In August 2017, six African American women in their 60s and 70s who live nearby petitioned the county commission to remove the small plaque. They told commissioners they found the marker offensive because it paid tribute to Confederate soldiers who had fought to keep their ancestors enslaved. The women said the tribute shouldn’t be posted on a public building, much less the county courthouse, which was the site of auctions of enslaved people before the Civil War.
“It is impossible to enter the courthouse to conduct business or to even vote without being taunted by its presence,” the women wrote in a letter last year to the commission. “The plaque perpetuates division at all levels on a wider scale.”
The plaque, erected May 25, 1986, reads: 1861-1865 In honor and memory of the Confederate soldiers of Jefferson County, who served in the War Between the States.
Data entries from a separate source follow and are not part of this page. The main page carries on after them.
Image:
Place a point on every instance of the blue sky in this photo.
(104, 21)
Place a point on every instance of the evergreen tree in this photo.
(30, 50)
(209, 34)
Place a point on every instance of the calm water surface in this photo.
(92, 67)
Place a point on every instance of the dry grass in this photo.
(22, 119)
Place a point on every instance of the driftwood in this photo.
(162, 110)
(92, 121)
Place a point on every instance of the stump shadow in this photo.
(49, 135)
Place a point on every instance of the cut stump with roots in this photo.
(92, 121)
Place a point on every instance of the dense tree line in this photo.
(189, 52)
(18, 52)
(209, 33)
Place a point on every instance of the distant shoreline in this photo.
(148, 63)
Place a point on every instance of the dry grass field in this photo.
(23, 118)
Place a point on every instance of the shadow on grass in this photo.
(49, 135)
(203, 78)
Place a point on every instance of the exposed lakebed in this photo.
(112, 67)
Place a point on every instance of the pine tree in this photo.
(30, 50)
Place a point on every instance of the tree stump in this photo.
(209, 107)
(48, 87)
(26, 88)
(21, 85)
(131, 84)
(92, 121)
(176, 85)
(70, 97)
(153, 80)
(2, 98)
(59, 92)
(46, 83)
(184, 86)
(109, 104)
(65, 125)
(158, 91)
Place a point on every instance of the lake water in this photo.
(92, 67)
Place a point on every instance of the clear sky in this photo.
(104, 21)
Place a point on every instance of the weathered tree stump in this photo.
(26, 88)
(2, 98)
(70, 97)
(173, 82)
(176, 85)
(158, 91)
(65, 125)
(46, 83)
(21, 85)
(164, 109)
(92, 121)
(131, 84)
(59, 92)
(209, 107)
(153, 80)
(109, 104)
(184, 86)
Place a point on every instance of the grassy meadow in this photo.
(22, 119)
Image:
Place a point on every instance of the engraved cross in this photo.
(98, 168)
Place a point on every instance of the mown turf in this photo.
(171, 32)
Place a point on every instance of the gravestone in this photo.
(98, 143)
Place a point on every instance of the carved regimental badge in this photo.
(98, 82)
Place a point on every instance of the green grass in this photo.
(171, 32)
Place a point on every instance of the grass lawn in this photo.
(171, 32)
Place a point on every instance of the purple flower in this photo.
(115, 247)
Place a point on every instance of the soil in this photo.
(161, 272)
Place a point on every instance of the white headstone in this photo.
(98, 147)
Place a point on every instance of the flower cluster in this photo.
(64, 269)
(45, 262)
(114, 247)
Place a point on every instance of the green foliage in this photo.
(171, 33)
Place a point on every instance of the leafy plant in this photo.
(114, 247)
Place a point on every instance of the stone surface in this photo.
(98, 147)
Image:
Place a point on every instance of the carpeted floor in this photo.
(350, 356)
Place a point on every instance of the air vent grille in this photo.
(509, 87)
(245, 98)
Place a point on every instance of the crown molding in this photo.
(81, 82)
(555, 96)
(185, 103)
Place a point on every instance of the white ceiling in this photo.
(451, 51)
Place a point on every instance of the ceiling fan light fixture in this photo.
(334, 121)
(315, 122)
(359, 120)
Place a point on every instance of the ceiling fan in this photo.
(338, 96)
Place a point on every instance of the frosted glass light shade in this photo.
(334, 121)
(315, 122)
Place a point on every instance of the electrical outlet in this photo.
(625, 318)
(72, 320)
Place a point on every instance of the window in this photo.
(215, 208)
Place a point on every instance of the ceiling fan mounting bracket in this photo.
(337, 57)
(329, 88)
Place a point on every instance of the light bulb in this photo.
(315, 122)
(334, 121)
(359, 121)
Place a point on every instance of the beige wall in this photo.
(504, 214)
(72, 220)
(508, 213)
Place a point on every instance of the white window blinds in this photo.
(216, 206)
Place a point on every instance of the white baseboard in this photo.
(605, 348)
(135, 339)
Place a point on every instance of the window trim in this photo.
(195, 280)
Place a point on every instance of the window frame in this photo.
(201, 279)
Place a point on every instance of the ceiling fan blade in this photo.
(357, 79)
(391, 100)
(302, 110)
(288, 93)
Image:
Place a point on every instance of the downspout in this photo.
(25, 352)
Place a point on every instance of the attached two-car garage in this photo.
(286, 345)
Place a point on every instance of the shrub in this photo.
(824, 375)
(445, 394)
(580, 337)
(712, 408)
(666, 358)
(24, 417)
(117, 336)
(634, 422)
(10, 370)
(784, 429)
Erected by the Leetown Chapter #231 United Daughters of the Confederacy.
The women’s request to remove the plaque came just days after the violent white-supremacist marches and rallies in Charlottesville, which began as a protest of that city’s decision to remove a statue of Confederate Gen. Robert E. Lee from a downtown park.
The county commissioners voted 5 to 0 last year to keep the plaque in place, but two commissioners later said they would change their vote. The debate over the plaque played a role in November’s election.
Commissioner Peter Onoszko, a Republican who strongly supported keeping the plaque on the courthouse, was ousted by Democratic challenger Ralph Lorenzetti, who wanted the plaque removed.
With Lorenzetti taking his seat last week, the commission revisited the plaque issue and voted to take it off the building and return it to the Leetown Chapter of the United Daughters of the Confederacy, the group that placed it on the building 32 years ago.
Following the vote, the commissioners directed county staff to remove the plaque “within a reasonable amount of time,” Lorenzetti said in an interview Monday. The reasonable amount of time turned out to be less than 24 hours.
“When I went by Friday night, the first thought I had was that this was for our ancestors. This is for you all,” Linda Ballard, one of the women who had petitioned the commission in 2017, said in an interview Monday. “We stood the test until it was finished. Now, I’m free. I can go in and out of there and not be taunted.”